Long ago, in a galaxy far, far away, I worked at another media company that strongly believed that annual employee performance reviews were the best way to evaluate and get the most out of its employees.
Of course, in reality, it was an annual nightmare that was dreaded by employees and supervisors alike. The front-end managers hated having to take the time to make it look to the higher executives that they were taking the task seriously, so they filed detailed, nitpicky reports about their subordinates. The employees were stressed out and paranoid. The whole routine created divided ranks in the newsroom. Most importantly, it diverted time and energy away from the company’s core missions.
Reflecting back, I recently asked a top executive with that company if they still provide annual performance reviews.
“No. That kind of died with the digital age. We all live in real-time now,” he said.
Indeed.

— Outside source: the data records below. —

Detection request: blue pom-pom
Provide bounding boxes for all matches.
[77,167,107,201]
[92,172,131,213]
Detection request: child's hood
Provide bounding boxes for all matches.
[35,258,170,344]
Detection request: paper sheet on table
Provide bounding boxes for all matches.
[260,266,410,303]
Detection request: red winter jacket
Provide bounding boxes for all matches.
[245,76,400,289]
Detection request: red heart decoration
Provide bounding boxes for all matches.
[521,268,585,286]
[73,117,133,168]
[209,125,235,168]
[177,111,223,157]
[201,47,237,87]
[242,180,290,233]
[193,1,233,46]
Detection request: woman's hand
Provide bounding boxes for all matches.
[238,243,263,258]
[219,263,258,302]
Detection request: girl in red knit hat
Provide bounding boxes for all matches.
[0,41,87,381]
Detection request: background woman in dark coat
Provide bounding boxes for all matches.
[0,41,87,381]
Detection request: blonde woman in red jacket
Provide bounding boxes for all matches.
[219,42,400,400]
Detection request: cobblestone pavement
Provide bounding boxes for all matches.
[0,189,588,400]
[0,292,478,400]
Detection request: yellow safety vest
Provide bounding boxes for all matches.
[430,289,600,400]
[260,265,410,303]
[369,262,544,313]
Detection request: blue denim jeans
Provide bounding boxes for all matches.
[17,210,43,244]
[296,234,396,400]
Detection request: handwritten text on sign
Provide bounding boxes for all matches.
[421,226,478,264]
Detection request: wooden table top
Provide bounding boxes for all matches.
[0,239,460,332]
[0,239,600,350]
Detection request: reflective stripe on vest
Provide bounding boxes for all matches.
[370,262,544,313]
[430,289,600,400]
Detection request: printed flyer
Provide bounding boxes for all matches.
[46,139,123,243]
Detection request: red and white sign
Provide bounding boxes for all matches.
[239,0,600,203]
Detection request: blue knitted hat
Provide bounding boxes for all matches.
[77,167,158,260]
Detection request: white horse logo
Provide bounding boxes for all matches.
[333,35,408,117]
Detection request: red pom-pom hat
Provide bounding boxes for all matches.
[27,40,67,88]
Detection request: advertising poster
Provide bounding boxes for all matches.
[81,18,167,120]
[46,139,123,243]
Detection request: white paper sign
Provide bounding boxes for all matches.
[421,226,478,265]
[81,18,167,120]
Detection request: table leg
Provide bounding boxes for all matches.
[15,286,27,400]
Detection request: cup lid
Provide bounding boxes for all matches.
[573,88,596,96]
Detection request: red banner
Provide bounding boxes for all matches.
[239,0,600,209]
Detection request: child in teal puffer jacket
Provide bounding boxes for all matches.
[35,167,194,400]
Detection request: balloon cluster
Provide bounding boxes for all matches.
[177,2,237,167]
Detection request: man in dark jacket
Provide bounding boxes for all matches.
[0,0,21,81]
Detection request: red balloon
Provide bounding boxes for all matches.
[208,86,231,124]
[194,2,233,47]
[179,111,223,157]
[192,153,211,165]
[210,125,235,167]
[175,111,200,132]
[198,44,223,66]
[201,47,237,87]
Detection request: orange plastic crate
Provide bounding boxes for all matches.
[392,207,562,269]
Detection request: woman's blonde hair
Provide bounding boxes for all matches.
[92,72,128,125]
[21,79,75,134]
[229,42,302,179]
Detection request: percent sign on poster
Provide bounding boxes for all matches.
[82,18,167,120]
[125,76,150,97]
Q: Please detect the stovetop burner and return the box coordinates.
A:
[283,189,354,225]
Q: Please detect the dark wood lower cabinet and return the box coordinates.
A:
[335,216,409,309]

In this fast-paced, highly competitive era, in which business is conducted – and won or lost – in a heartbeat, the notion of saving up evaluations to spring on employees once a year is futile. And foolish. If managers are not engaged with their team and providing instant, ongoing evaluations and feedback in real-time every day, they cannot be effective leaders.
Consultant Edwin Brown, president and founder of Los Angeles-based Cohen Brown Management Group, says the concept of the annual performance review is one management technique that time has passed by.
Brown is the author of a fascinating new book titled, “The Time Bandit Solution: Recovering Stolen Time You Never Knew You Had.” According to Brown, interruptions cost U.S. companies $588 billion a year.
“Why create an atmosphere that deliberately exposes people to being distracted from their work?” Brown answered in an email about his new book. “I also wholeheartedly agree with your thoughts about not making employees focus on things that are not their ‘Critical Few.’ Every one of us has what I call our ‘Critical Few’ – those activities that left undone would threaten our job, health, relationships with loved ones and things of that high order. By definition, there are not too many of them. But there are a ton of activities that constantly intervene if we let them – those are our ‘Minor Many’ – the lesser things that could wait, or be delegated, or be batched up together to be done more efficiently. I would definitely include in the ‘Minor Many’ those compliant types of activities that various groups within an organization can demand of employees. Filling out forms, reporting detailed metrics, status reports, satisfaction surveys, engagement surveys – and all those evaluations…Look, an organization of any size inevitably takes on some bureaucracy, but it’s the job of management to protect one of the company’s most valuable assets – the time and attention of their employees. Instead, it often appears, time gets treated like a fungible commodity.”
Too often, companies get bogged down in an “interruption culture,” Brown said. If such interruptions were minimized, it would be like doubling a company’s workforce, without paying a nickel more for payroll, training or benefits, he said.